Une étude menée par des chercheurs sud-coréens révèle que le travail excessif modifie la structure cérébrale, affectant la cognition et les émotions. Les recherches mettent en lumière les conséquences néfastes du surmenage, touchant près de 800 000 vies chaque année, et soulignent l’importance de mieux comprendre ses effets neurobiologiques.
Une équipe de recherche sud-coréenne a déterminé que le travail excessif influe sur la structure du cerveau, provoquant des modifications de volume dans plusieurs zones liées à la cognition et aux émotions. Chaque année, près de 800 000 personnes en perdent la vie à cause du superlabeur.

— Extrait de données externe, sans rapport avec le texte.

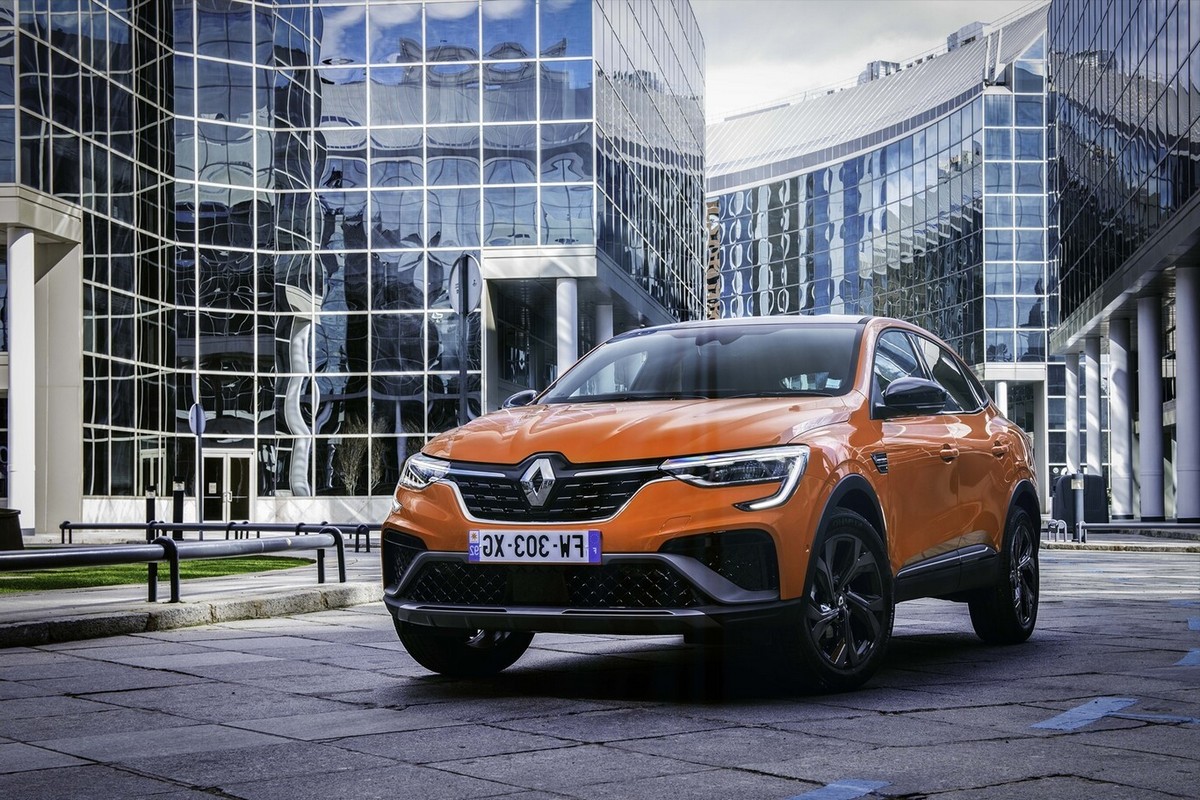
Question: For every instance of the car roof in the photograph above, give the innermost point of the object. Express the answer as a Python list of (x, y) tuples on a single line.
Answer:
[(850, 320)]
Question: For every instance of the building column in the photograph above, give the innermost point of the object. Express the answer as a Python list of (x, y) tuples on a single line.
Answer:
[(1002, 396), (1120, 422), (1150, 408), (1072, 403), (568, 300), (22, 378), (1092, 404), (604, 323), (1187, 394)]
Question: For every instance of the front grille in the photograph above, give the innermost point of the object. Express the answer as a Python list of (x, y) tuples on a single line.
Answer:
[(610, 585), (573, 499)]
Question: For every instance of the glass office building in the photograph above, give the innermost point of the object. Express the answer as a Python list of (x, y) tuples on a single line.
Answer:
[(318, 233), (1125, 79), (921, 194)]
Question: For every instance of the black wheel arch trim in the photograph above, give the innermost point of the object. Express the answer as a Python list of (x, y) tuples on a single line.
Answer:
[(853, 486), (1025, 494)]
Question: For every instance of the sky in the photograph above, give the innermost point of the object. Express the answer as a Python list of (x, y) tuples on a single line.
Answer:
[(765, 50)]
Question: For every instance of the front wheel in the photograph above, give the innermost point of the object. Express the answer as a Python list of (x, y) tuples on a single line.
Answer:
[(462, 653), (849, 607), (1007, 612)]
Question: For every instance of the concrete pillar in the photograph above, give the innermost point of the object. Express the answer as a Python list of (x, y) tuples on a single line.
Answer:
[(1092, 405), (1120, 421), (604, 323), (1150, 408), (568, 301), (1072, 413), (1187, 394), (22, 378)]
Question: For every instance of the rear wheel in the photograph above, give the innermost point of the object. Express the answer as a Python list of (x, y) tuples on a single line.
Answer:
[(462, 653), (1007, 612), (849, 607)]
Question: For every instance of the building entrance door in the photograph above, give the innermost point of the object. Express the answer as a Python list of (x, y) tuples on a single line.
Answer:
[(228, 486)]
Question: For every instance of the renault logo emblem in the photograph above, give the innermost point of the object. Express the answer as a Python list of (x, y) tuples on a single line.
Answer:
[(538, 481)]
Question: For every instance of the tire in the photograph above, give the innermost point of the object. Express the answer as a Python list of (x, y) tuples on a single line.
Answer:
[(1007, 612), (462, 653), (850, 606)]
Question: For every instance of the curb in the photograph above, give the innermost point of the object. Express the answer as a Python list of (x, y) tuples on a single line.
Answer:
[(1121, 547), (151, 617)]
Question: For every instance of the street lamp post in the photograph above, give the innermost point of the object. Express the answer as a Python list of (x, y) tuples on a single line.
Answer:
[(466, 290)]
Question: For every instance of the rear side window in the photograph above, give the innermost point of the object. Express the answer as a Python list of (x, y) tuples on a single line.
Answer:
[(946, 371)]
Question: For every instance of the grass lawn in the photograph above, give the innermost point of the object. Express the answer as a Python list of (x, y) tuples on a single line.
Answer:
[(79, 577)]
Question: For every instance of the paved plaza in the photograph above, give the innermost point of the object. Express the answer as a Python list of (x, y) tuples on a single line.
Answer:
[(1102, 703)]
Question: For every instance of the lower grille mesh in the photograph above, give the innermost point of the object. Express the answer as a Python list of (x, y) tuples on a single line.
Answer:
[(611, 585)]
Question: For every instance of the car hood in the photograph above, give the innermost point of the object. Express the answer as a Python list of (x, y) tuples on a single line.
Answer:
[(634, 431)]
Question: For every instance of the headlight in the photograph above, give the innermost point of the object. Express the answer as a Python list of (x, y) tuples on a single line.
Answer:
[(784, 464), (421, 470)]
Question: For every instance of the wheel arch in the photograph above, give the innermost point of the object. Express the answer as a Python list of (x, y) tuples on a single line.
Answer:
[(855, 493), (1025, 497)]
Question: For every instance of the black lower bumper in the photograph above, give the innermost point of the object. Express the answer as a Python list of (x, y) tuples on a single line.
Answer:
[(639, 594), (705, 619)]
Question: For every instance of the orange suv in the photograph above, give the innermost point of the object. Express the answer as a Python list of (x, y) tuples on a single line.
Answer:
[(799, 475)]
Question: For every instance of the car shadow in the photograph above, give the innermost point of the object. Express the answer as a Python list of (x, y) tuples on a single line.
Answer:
[(699, 674)]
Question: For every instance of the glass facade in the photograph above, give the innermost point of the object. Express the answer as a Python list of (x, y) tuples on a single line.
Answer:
[(1126, 80), (279, 197), (937, 217)]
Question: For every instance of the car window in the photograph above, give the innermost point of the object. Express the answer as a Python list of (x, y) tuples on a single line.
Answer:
[(715, 361), (946, 371), (894, 358)]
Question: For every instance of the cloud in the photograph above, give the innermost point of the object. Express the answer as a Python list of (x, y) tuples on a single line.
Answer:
[(763, 50)]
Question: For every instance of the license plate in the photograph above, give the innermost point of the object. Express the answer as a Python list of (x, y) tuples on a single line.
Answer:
[(533, 547)]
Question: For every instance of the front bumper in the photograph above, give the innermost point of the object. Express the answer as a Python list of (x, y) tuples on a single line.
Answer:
[(637, 594)]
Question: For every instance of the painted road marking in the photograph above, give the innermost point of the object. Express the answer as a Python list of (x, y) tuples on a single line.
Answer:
[(1086, 714), (843, 791), (1191, 660), (1108, 707), (1157, 717)]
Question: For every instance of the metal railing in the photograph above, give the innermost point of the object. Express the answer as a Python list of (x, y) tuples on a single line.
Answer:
[(361, 531), (173, 551)]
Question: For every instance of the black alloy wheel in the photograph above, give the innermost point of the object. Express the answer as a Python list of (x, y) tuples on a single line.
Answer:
[(1007, 612), (850, 606), (462, 653)]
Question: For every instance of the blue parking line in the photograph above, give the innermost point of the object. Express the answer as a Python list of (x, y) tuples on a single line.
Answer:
[(1086, 714), (1191, 660), (843, 791), (1156, 717)]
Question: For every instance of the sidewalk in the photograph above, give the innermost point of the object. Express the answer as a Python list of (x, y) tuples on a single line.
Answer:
[(69, 614)]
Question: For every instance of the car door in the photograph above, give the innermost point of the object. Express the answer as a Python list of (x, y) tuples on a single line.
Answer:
[(918, 453), (982, 440)]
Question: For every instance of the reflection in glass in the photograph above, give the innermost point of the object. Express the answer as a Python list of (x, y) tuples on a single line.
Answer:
[(565, 28)]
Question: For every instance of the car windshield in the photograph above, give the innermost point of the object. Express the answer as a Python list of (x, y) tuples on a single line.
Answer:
[(714, 362)]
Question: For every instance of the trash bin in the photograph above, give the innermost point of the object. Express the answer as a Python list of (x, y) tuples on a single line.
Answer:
[(1096, 500), (10, 530)]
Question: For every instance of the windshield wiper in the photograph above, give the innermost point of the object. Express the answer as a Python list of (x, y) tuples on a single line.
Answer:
[(784, 392)]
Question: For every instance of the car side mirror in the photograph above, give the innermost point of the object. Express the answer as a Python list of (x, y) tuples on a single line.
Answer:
[(913, 396), (522, 397)]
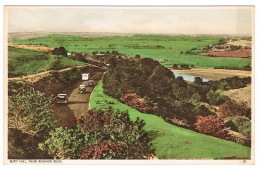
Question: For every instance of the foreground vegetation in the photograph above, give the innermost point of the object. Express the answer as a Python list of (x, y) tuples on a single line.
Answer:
[(169, 141), (171, 49), (33, 133), (24, 61)]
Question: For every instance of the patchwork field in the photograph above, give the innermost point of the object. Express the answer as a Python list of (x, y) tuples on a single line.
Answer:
[(234, 54), (25, 61), (164, 47), (168, 139)]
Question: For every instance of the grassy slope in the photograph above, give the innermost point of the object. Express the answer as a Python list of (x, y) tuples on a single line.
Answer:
[(26, 61), (173, 142), (173, 45)]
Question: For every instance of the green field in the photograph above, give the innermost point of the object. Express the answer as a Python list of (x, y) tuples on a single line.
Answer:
[(152, 46), (173, 142), (24, 61)]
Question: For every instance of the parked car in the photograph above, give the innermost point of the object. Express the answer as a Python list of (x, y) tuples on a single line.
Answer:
[(91, 82), (82, 89), (62, 98), (85, 76)]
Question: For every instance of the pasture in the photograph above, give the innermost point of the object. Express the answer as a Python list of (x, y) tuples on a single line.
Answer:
[(166, 47), (172, 142)]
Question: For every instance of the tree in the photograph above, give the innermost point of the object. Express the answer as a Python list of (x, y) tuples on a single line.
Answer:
[(215, 97), (198, 80), (111, 135), (30, 118), (64, 143), (211, 125)]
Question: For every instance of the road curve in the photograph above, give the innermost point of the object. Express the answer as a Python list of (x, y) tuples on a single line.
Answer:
[(78, 105)]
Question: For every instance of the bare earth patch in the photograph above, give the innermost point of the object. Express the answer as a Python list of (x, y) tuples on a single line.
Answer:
[(214, 74)]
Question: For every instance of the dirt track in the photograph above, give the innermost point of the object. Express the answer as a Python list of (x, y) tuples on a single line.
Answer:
[(78, 104), (34, 77)]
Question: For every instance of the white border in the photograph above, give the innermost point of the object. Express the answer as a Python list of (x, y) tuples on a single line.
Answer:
[(146, 3)]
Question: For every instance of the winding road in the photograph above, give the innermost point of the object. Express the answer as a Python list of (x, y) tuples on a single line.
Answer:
[(78, 105)]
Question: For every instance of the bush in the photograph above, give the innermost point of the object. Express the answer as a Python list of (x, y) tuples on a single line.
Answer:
[(210, 125), (232, 108), (64, 143), (111, 135)]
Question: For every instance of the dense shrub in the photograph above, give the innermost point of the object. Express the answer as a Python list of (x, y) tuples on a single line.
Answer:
[(230, 83), (243, 124), (64, 143), (232, 108), (172, 98), (134, 100), (30, 118), (111, 135), (211, 125)]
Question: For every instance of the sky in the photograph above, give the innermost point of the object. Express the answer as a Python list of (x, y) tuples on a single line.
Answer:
[(158, 20)]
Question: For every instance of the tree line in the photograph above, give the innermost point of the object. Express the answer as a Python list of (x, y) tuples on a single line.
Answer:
[(146, 85)]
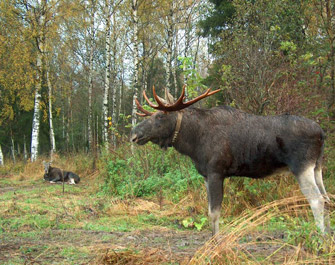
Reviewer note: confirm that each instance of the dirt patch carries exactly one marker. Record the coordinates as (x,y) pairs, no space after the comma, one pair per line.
(96,247)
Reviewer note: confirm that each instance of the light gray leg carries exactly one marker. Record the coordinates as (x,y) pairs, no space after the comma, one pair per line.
(214,186)
(319,183)
(309,188)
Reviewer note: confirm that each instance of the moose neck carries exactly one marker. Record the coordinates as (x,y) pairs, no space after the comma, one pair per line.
(186,137)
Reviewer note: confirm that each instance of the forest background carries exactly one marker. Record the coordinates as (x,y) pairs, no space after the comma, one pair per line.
(69,73)
(70,70)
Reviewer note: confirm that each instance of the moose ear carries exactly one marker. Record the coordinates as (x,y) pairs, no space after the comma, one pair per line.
(169,98)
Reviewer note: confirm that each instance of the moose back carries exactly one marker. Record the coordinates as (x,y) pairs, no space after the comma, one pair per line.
(223,142)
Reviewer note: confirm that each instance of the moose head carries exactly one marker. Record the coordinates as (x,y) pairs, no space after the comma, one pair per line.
(162,127)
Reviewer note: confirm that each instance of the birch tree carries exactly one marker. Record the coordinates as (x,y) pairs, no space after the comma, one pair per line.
(107,72)
(51,134)
(40,38)
(136,60)
(90,74)
(2,163)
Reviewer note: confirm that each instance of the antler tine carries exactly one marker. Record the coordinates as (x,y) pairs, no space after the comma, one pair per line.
(204,95)
(161,105)
(145,112)
(179,104)
(182,105)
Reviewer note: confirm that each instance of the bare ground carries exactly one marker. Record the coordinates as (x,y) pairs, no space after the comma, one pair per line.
(151,245)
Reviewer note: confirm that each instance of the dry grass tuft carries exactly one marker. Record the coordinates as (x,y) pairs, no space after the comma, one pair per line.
(131,257)
(227,248)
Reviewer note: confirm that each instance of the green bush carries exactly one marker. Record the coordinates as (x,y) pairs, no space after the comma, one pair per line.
(150,171)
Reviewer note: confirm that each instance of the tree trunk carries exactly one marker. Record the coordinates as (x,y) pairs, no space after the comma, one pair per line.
(52,134)
(25,154)
(90,78)
(114,85)
(169,49)
(2,163)
(36,117)
(136,62)
(175,69)
(13,149)
(107,77)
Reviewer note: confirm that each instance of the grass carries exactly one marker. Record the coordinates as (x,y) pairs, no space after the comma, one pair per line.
(40,224)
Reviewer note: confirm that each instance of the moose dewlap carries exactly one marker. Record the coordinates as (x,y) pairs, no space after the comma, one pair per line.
(223,142)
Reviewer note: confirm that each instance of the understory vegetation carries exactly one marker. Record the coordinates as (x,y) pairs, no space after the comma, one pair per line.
(131,204)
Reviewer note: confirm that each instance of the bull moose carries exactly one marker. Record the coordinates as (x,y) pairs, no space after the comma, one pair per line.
(224,142)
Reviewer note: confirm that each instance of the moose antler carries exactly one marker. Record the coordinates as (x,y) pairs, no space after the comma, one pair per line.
(145,112)
(178,105)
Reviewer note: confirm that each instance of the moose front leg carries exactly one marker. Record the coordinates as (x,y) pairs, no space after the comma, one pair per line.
(214,186)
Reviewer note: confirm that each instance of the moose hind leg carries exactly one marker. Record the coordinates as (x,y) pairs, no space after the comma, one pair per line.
(319,183)
(214,186)
(309,188)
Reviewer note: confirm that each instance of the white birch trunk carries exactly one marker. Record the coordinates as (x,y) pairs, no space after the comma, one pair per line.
(90,78)
(107,77)
(2,162)
(52,134)
(175,66)
(169,49)
(36,117)
(114,86)
(25,153)
(13,149)
(136,62)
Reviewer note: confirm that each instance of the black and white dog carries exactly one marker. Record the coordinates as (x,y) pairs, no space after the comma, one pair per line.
(54,174)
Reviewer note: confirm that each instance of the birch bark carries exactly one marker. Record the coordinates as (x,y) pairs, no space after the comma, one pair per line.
(36,117)
(136,62)
(52,134)
(107,76)
(90,77)
(2,163)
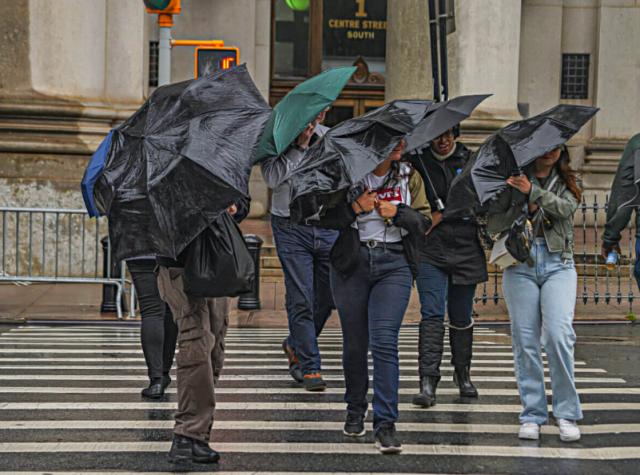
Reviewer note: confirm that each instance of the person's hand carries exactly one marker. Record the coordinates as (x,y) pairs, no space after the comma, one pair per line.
(521,183)
(386,209)
(305,137)
(436,218)
(366,201)
(607,249)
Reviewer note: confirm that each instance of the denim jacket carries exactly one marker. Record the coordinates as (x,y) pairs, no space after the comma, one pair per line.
(559,204)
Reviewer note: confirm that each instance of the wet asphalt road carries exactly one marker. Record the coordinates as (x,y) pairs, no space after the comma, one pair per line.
(70,402)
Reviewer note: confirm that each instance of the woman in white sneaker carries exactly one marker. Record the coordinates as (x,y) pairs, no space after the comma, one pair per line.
(541,299)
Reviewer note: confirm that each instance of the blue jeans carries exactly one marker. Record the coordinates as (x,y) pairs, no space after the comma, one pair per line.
(541,302)
(636,266)
(371,304)
(438,294)
(304,254)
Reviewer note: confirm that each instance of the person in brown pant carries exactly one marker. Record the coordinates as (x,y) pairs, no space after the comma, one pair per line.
(202,328)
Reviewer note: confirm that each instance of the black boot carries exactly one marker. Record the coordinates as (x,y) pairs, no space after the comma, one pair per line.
(461,353)
(430,347)
(187,450)
(155,389)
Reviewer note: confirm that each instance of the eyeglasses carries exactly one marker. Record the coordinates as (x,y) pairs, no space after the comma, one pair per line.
(447,135)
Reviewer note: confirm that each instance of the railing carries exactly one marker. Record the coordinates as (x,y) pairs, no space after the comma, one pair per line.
(57,246)
(587,264)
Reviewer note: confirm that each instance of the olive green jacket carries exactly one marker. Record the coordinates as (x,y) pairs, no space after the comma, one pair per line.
(559,205)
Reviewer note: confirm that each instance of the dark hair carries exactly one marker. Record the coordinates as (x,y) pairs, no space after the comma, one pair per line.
(568,174)
(394,176)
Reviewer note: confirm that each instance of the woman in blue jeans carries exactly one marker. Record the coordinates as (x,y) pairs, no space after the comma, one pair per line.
(373,264)
(541,294)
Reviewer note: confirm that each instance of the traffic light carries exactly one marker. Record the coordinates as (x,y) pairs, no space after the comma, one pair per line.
(214,58)
(172,7)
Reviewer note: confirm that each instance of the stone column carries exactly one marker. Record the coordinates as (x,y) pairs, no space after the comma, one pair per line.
(408,52)
(484,58)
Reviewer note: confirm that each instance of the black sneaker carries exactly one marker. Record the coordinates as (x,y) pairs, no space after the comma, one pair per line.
(354,427)
(386,440)
(294,364)
(314,382)
(188,450)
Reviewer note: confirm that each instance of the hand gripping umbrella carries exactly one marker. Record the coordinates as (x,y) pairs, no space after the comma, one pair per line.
(299,107)
(177,163)
(512,148)
(348,152)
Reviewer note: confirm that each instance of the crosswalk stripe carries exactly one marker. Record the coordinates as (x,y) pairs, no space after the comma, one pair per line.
(604,453)
(265,377)
(230,360)
(228,352)
(270,367)
(307,426)
(296,391)
(292,406)
(136,344)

Travailler trop d’heures par semaine modifie significativement la structure du cerveau et peut impacter la fonction cognitive et émotive. Bien que l’effet du superlabeur sur la santé physique et mentale soit bien connu, les effets neurobiologiques restent à explorer. La recherche dans ce domaine est cruciale, compte tenu des statistiques de l’Organisation Internationale du Travail (OIT) indiquant que près de 800 000 personnes meurent chaque année à cause du temps excessif de travail. Les recherches montrent des conséquences telles que stress chronique, troubles du sommeil, anxiété, dépression, épuisement nerveux, tachycardie, système immunitaire affaibli et détérioration des relations interpersonnelles. Beaucoup de ces problèmes sont liés à des pathologies graves, telles que celles cardiovasculaires, qui sont la première cause de mortalité dans les pays industrialisés, où il est parfois valorisé de travailler de manière excessive.
Une équipe de recherche internationale dirigée par des scientifiques de l’Université Yonsei a montré que le travail prolongé perturbe la structure cérébrale liée à la cognition et aux émotions. Ce groupe a collaboré avec des universitaires de l’Université de Chung-Ang et de l’Université Nationale de Pusan. Les chercheurs, sous la direction du professeur Wonpil Jang, ont comparé les scans cérébraux de professionnels de santé – surtout médecins – ayant travaillé en surchagement avec ceux de collègues ayant un emploi normal. Ce choix n’est pas anodin ; on se souvient des sacrifices considérables des professionnels de santé lors de la pandémie, qui ont dû faire face à des horaires harassants et à la perte de nombreux collègues en raison de l’exposition à la Covid-19. Il n’est donc pas surprenant que ces chercheurs aient choisi d’analyser les cerveaux des médecins et des infirmiers.
Pour observer les différences structurelles, les chercheurs ont étudié 32 participants ayant travaillé plus de 52 heures par semaine et 78 participants avec des horaires réguliers en utilisant des techniques telles que la morphométrie basée sur les voxels (VBM) et l’Atlas-Based Analysis (ABA). Ces méthodes permettent de révéler des variations volumétriques dans différentes régions du cerveau. Les résultats montrent que les professionnels de santé en surcharge de travail avaient un “volume augmenté de 19% du giro frontal moyen caudale gauche” comparé au groupe de contrôle. La VBM a mis en évidence des changements dans 17 régions distinctes, incluant le giro frontal moyen, le giro temporal supérieur et l’insula. Ce sont des zones du cerveau liées à la cognition et à la gestion des émotions, dont les anomalies peuvent avoir un impact physique et social important.
“L’augmentation du volume cérébral chez les individus en surcharge de travail pourrait traduire une réponse neuroadaptative au stress professionnel chronique, bien que les mécanismes précis demeurent hypothétiques”, expliquent Jang et ses collègues dans un communiqué. “Les changements observés dans le volume cérébral pourraient fournir une base biologique aux difficultés cognitives et émotionnelles souvent rapportées chez ces individus. Des études de neuroimagerie longitudinales et multimodales seront nécessaires pour valider ces résultats et élucider les mécanismes sous-jacents”, ajoutent les scientifiques sud-coréens.
La nature observatoire de cette étude et le nombre limité de participants soulignent la nécessité de recherches plus approfondies, mais il est clair que le surmenage constitue un enjeu de santé et social majeur et ces résultats éclairent les effets neurobiologiques potentiels qui l’accompagnent. Les chercheurs notent également que les professionnels de santé soumis à un surcroît de travail sont généralement plus jeunes et mieux instruits que ceux avec des horaires standards. Les détails de cette recherche, intitulée “Superlabeur et changements dans la structure cérébrale : une étude pilote”, ont été publiés dans la revue scientifique Occupational and Environmental Medicine du British Medical Journal (BMJ).